In the lower part of Table I both methods are compared. For U0, Te, and
Tp the intercept is small, and the correlation coefficient and the slope
are almost 1. This means that for U0, Te, and Tp the results of both methods
are very much alike. The resemblance of the values of Ta for both methods
is somewhat less.
CONCLUSIONS
In this article 2 methods are proposed for the automatic extraction of voice
source parameters from continuous speech. For natural speech both methods
produce comparable and reasonable results. There is a need for an objective
procedure to test the reliability of the extracted parameters. As long as
this test is not available, the best alternative is to test these methods
on synthetic speech.
The various operations that are used during the extraction of the voice
source parameters from speech, have influence on the magnitude of these
parameters. In order to re-estimate the true magnitude of the parameters
these effects have to be corrected.
From the tests on synthetic speech it appeared that both methods succeed
in estimating the voice source parameters quite accurately. The results
obtained for the amplitude parameter U0 are better than those of the time
parameters Te, Tp, and Ta. For synthetic speech the second method is slightly
better than the first method.
REFERENCES
[1] L. Boves, J. Kerkhoff, and H. Loman. "A new synthesis model for an allophone
based text-to-speech system." Proceedings of the European Conference on
Speech Technology, J. Laver and M.A. Jack (eds.), Edinburgh, Vol. II, pp.
385-388, 1987.
[2] D.H. Klatt and L. Klatt. "Analysis, synthesis, and perception of voice
quality variations among female and male talkers, " J. Acoust. Soc. Am.
87(2), pp. 820-857, 1990.
[3] T.V. Anantapadmanabha and G. Fant. "Calculation of true glottal flow
and its components, " Speech Communication, Vol. 1, pp. 167-184, 1982.

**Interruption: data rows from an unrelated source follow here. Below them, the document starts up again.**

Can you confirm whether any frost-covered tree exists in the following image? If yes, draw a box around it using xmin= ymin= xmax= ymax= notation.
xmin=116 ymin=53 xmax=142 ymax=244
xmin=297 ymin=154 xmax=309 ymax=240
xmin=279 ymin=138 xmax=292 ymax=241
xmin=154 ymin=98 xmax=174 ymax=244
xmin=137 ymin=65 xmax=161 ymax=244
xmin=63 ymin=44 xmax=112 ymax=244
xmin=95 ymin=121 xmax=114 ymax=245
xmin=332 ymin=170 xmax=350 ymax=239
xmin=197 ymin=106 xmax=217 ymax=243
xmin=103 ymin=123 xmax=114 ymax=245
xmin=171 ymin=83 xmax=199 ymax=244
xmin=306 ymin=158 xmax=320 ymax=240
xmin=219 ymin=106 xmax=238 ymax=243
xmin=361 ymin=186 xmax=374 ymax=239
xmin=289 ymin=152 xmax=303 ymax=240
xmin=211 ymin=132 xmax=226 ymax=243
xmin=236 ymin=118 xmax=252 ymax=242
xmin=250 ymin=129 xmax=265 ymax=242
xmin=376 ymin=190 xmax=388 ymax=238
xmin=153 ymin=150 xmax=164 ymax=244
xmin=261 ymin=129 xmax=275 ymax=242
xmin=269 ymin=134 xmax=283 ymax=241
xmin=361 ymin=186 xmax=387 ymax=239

[4] J. de Veth, B. Cranen, H. Strik, and L. Boves. "Extraction of control
parameters for the voice source in a text-to-speech system, " Proc. Int.
Conf. Acoust. Speech Signal Processing, Vol. 1, pp. 301-304, 1990.
[5] H. Strik and L. Boves. "On the relation between voice source parameters
and prosodic features in connected speech, " to appear in Speech Communication,
Vol. 11, 1992.
[6] G. Fant, J. Liljencrants and Q. Lin. "A four parameter model of glottal
flow, " STL-QPSR, Vol. 4, pp. 1-13, 1985.
[7] D.G. Childers and C.K. Lee. "Vocal quality factors: Analysis, synthesis,
and perception, " J. Acoust. Soc. Am. 90(5), pp. 2394-2410, 1991.
[8] C.A. Bickley and K.N. Stevens. "Effects of a vocal-tract constriction
on the glottal source: experimental and modelling studies, " J. of Phon.,
Vol. 14, pp. 373-382, 1986.
[9] R. Carlson, G. Fant, C. Gobl, B. Granstrom, I. Karlsson and Q. Lin.
"Voice source rules for text-to-speech synthesis, " Proc. Int. Conf. Acoust.
Speech Signal Processing, Vol. 1, pp. 223-226, 1989.